Eur Rev Aging Phys Act ; 21(1): 17, 2024 Jun 24.
Artigo em Inglês | MEDLINE | ID: mdl-38914940

RESUMO

BACKGROUND: Hearing impairments are a rising burden in our aging society. Hearing loss is associated with reduced cognitive performance as well as decrements in balance and gait. Therefore, impaired hearing affects also dual tasking (DT).
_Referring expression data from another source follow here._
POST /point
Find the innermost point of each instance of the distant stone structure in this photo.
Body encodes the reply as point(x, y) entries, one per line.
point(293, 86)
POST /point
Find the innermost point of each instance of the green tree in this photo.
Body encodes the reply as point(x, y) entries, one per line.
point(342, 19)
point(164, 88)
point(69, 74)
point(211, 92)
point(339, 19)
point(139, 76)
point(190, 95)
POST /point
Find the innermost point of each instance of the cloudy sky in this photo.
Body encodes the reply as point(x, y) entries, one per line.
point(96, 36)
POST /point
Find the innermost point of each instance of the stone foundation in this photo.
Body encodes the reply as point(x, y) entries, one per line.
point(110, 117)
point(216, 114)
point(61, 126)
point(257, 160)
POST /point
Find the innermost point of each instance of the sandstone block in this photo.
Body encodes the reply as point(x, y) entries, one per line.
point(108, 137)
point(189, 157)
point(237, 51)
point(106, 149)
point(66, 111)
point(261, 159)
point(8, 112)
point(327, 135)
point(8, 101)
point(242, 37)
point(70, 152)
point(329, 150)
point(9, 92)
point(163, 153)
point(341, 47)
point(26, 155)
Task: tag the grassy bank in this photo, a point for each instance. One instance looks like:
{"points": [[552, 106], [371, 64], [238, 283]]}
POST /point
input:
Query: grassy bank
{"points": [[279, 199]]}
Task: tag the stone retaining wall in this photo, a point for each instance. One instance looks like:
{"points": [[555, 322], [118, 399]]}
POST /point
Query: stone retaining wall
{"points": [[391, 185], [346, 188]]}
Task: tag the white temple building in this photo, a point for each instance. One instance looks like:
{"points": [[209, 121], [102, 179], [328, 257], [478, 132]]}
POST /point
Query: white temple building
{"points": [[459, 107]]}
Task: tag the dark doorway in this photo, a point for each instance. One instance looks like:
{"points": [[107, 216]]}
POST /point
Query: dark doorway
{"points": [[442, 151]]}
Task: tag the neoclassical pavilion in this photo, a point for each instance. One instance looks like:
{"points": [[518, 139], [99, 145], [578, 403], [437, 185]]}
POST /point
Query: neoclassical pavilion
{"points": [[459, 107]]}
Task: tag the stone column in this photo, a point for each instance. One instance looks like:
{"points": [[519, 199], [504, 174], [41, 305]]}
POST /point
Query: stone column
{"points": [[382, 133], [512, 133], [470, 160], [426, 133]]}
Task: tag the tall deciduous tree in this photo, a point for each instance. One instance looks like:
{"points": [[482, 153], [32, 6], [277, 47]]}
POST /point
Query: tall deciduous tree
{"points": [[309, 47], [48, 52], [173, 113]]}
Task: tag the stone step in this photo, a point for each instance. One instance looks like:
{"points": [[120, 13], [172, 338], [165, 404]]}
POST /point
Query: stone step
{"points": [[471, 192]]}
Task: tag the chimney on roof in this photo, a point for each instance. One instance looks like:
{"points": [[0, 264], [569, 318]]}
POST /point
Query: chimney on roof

The aim of this review is to summarize the evidence for DT performance decrements of older adults with hearing impairments during maintaining balance or walking. METHODS: The systematic literature research according to PRISMA guidelines was conducted using MEDLINE, APA Psych-Info, and Web of Science. Inclusion criteria were: Independent living older people ≥ 60 years with hearing impairments, use of a DT paradigm to test hearing impaired older adults within a balance or walking condition. RESULTS: N = 57 studies were found within the databases. Eight studies were included (N = 456 participants (58% women), including n = 200 older hearing-impaired persons with different levels of hearing loss). Most of the included studies oriented their inclusion criteria for hearing-impairments at thresholds for mild hearing loss with Pure Tone Average (0.5-4 kHz) ≥ 25 and < 40 dB. Three of the studies focused on DT balance performance and five used DT walking comparing participants with and without hearing loss. For DT balance and gait performance, higher decrements for the hearing-impaired group were observed compared to healthy older adults. Performance decrements were accompanied by reduced compensatory strategies in balance performance. CONCLUSION: More pronounced decrements in DT performance were observed for participants with hearing impairments compared to those without. This implies that hearing-impaired older adults might need specific interventions to reduce the cognitive-motor interference (CMI) to maintain balance control or walking stability in daily situations that require managing of cognitive and motor tasks simultaneously. However, taking all results into account the underlying mechanisms of CMI for this target group needs to be further examined. TRIAL REGISTRATION: This review was registered at Prospero with the ID CRD42022340232.